Et ça n’est même pas le pire. Ce qui achève de rendre Week-end royal irregardable tient à sa prétention incroyablement naïve et premier degré de tout expliquer par la micro-histoire, voire le simple ragot. Si les Etats-Unis ont fini par entrer en guerre, c’est parce que le bon roi d’Angleterre a fini par se rendre populaire aux yeux des américains. Et s’il s’est est parvenu à se rendre populaire, c’est parce que l’astucieux Franklin a manœuvré de manière à lui faire manger un hot dog devant des photographes (« un hot dog ? », grimace la reine : mine).
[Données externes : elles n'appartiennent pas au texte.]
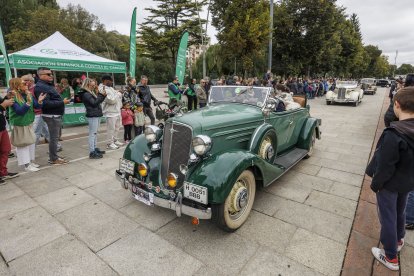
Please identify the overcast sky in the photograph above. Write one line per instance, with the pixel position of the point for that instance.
(386, 23)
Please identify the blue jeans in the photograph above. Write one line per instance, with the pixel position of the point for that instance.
(93, 132)
(391, 212)
(40, 128)
(54, 124)
(409, 217)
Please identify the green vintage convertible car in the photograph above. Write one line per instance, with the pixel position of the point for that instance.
(208, 163)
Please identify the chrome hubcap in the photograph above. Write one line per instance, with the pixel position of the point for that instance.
(239, 199)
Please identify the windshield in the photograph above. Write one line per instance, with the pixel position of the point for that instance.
(368, 81)
(239, 94)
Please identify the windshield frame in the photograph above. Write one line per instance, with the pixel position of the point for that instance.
(267, 90)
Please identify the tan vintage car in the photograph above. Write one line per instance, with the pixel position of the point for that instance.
(369, 85)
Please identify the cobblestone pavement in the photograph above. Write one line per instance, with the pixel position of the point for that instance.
(77, 220)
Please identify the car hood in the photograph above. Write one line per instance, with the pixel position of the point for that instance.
(221, 115)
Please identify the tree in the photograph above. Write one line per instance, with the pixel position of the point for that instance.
(14, 12)
(355, 23)
(243, 30)
(405, 69)
(162, 30)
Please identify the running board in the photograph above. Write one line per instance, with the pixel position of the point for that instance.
(291, 158)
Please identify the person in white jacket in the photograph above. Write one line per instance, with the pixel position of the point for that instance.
(111, 108)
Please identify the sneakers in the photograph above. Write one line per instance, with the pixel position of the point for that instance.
(409, 226)
(99, 151)
(400, 245)
(112, 146)
(379, 254)
(119, 144)
(58, 162)
(95, 155)
(10, 176)
(59, 157)
(35, 165)
(31, 168)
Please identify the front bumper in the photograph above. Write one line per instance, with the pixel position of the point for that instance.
(341, 100)
(175, 205)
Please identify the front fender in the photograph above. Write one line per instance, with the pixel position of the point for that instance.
(308, 127)
(219, 172)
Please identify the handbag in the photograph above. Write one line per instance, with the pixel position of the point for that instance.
(22, 136)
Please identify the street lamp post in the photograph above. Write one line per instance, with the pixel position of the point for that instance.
(270, 36)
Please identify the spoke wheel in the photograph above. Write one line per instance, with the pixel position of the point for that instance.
(231, 214)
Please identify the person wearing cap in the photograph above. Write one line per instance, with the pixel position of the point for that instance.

Mieux vaudrait en rire, si l’on ne décelait pas là quelque chose qui commence à ressembler à une tendance lourde du cinéma historique, autant dans la fiction que le documentaire. On avait déjà été frappé de voir à ce point acclamé L’Autobiographie de Nicolae Ceausescu : film obnubilé par les cérémonies et le protocole, croyant qu’une succession interminable de poignées de mains entre les grands de ce monde pouvaient montrer quoi que ce soit d’une société ou d’une histoire. Finalement, s’il est un film aujourd’hui qui parvient à éviter cet écueil, c’est Lincoln : Spielberg décentre assez finement les choses, évitant le monument à la gloire d’une unique figure attendu. Montre la conviction et l’habileté d’un homme, mais aussi l’action d’autres hommes, certains plus convaincus encore, ou tout aussi habiles. Donne à voir un écheveau de motivations, d’intérêts, de gestes, de hasards et de plans. De la contingence, ainsi qu’une nécessité historique, hégélienne. On le mesure mieux un mois plus tard, vu l’indigence de la concurrence : ça n’est vraiment pas rien.